I just finished reading The Dead Eye and The Deep Blue Sea by Vannak Anan Prum. In this illustrated novel, Prum tells the story of how he was taken from Cambodia and enslaved on a Thai fishing boat, then further enslaved on a plantation in Malaysia before finally being returned home.
Prum tells his story in concise paragraphs, each accompanied by an illustration. The book’s power is in its simplicity. We see clearly how one thing leads to the next, helping us understand how a healthy, newly married young man could unwittingly find himself a slave.
Prum grows up in a poor family in Cambodia, and flees his abusive father. At age 14 he is taken as a soldier. Later he wanders about searching for odd jobs, and finally marries. When his wife becomes pregnant he leaves her to look for work in a nearby village. He finds no jobs. But someone promises him work at a high wage drying fish in Thailand, so he agrees to go.
He is smuggled across the Thai border in the back of a pickup truck, and then loaded onto a fishing boat where he would labor under orders of a screaming captain wielding a whip made from the tail of a manta ray for the next four years without so much as setting foot on land.

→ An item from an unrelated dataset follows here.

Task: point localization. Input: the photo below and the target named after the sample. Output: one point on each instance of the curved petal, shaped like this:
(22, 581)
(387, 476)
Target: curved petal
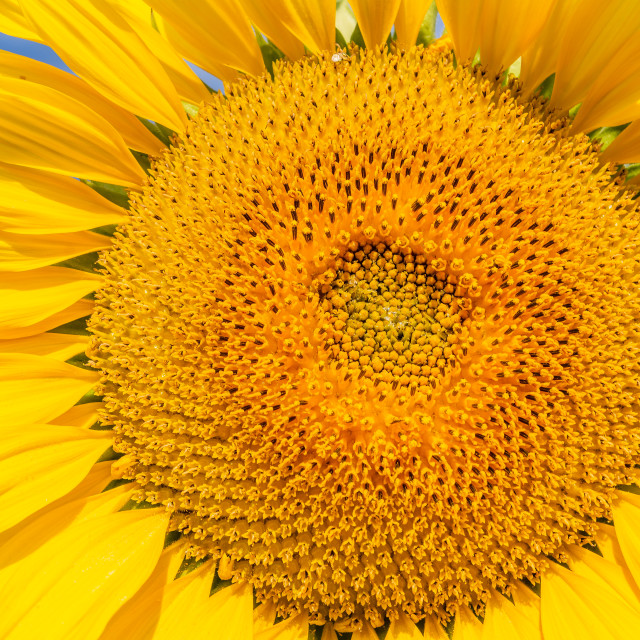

He finally escapes by swimming to shore when the boat docks off the coats of Malaysia. He asks the first men he finds for help, but instead they sell him to a nearby plantation where he is forced to work again. This time his master is a corrupt police captain. Eventually he and a friend are badly injured and taken to a hospital, at which point he is jailed for being an illegal immigrant. Finally, with the help of an organization devoted to freeing slaves, he is returned home.
The book helps answer a question which I think we wonder but often goes unspoken- how in today’s world can people be people taken as slaves? Why do people allow themselves to be enslaved and not fight back, call police, or just run away? And why are slave owners not caught?
This book provides some answers. People who are penniless and alone, without families, community, or any other support, are the prey slave traders look for. When slaves are held on fishing boats that resupply from other ships and never come to shore they have no means of escape. And when local authorities are corrupt and the police themselves profit from the slave trade slaves have nowhere to turn.
This book is not just for adults, but with its concise text and illustrations it is also suitable for middle or high school age children. It reminds us to be thankful for what we have, and how with just a little bad luck everything, including our freedom, can be taken away.